Hugues Meyer (Theoretical Physics department, Saarland University, Germany)
Optimizing search strategies with memory: general results and application to autochemotactic walkers
The term search process refers to any process in which agents are looking for targets in a well-defined domain. This general definition encompasses a broad scope of phenomena, from foraging in animal species to the search of toxic bodies by immune cells. In most cases, the searching agents need to optimize their strategy in order to maximize the search efficiency, often quantified in terms of first-passage times in statistical physics. In this talk, we will discuss how a search can be optimized if the agents have memory of the locations they have previously visited. This question can be formalized and solved in general terms in order to infer the very optimal strategy for a searcher with a given memory time and to define a lower bound for the mean first-passage time. We will then discuss the concrete case of autochemotactic particles, i.e. agents that generate a self-repeling chemical cue.

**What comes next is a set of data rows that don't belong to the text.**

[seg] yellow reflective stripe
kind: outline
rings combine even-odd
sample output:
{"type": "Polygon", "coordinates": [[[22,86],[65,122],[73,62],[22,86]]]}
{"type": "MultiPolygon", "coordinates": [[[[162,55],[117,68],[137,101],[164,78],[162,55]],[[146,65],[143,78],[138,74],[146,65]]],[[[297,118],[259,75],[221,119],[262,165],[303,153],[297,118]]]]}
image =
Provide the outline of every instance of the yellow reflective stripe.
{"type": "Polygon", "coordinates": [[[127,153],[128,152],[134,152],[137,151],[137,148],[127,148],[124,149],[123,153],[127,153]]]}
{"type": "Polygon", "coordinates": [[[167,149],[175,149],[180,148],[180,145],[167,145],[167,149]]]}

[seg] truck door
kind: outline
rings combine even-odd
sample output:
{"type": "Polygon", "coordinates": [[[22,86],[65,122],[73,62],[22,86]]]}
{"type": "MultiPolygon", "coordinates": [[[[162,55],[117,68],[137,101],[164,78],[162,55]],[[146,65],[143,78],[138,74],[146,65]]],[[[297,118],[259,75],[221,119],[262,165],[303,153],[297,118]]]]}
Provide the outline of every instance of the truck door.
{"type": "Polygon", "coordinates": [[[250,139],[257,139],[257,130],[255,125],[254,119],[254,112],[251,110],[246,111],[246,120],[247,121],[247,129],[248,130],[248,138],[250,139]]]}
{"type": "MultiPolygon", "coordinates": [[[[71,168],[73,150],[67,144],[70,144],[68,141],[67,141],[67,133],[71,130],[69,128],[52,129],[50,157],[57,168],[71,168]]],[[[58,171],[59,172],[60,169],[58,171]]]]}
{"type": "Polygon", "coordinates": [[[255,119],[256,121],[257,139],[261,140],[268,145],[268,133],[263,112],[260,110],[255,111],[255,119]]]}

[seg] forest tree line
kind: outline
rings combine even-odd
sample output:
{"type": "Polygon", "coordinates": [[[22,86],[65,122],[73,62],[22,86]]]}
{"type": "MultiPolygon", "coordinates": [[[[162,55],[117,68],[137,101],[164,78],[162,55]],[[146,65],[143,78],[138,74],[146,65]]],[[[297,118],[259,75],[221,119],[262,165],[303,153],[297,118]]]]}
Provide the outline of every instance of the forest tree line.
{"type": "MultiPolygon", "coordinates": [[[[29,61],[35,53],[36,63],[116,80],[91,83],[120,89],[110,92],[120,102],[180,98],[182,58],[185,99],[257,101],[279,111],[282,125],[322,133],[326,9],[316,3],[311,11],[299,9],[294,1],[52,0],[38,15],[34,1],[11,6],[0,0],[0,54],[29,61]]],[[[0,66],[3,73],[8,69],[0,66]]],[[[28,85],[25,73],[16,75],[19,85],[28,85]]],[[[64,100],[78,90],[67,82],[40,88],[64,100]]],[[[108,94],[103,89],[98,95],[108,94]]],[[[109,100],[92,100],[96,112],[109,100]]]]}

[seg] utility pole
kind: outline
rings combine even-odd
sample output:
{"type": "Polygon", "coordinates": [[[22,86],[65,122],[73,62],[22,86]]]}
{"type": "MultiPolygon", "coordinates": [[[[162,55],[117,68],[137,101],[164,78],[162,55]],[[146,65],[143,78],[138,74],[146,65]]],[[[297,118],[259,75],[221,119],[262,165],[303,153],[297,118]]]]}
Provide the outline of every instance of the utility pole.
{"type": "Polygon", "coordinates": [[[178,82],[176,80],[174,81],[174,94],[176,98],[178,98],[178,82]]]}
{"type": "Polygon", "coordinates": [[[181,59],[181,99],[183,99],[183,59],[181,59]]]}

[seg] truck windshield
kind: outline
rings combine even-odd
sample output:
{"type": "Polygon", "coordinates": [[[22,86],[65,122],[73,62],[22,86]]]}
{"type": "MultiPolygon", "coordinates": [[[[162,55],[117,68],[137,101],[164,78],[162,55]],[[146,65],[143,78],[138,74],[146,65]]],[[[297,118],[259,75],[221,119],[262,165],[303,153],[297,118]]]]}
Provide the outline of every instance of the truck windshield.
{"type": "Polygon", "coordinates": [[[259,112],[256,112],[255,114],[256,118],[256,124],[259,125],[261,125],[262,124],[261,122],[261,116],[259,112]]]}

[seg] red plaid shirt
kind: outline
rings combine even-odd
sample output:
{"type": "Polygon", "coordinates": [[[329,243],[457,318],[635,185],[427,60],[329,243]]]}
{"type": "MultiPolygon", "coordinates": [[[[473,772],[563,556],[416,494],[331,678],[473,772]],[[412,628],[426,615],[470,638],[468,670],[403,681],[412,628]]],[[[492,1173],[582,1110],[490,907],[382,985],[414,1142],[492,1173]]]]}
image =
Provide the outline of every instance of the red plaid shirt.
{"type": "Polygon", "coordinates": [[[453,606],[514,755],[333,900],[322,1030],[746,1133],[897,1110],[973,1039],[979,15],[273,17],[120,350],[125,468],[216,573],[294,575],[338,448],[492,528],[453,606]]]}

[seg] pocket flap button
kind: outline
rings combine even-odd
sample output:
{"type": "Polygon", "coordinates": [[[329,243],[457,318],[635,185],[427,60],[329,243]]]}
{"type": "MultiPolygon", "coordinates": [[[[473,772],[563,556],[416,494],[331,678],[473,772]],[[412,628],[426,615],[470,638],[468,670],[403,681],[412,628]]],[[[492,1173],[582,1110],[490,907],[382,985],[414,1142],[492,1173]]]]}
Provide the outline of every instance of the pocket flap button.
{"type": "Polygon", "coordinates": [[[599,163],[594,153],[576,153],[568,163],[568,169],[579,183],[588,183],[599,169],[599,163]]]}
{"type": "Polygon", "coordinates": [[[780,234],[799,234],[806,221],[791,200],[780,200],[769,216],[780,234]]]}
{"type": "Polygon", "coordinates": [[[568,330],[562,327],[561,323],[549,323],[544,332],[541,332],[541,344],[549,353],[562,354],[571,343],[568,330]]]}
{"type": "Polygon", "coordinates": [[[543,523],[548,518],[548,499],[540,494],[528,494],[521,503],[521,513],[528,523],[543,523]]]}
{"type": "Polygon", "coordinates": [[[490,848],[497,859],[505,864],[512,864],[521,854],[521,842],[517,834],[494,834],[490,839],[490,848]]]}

This phenomenon is for instance observed in ants looking for food, or in some immune cells searching for organisms to eliminate. The chemical information that they produce can be effectively used as a way to memorize the previously visited locations and as a non-local communication channel between particles. For such systems, we will first evaluate how search efficiency can be optimized in the low density regime, and how it compares to the theoretically optimal efficiency. Then, we will show how the search process is impacted as the density of searchers increases. While one might intuitively think that search should be more efficient with more searchers, the formation of bands under certain conditions can make it particularly inefficient. We will discuss the mechanism and conditions for such bands to form.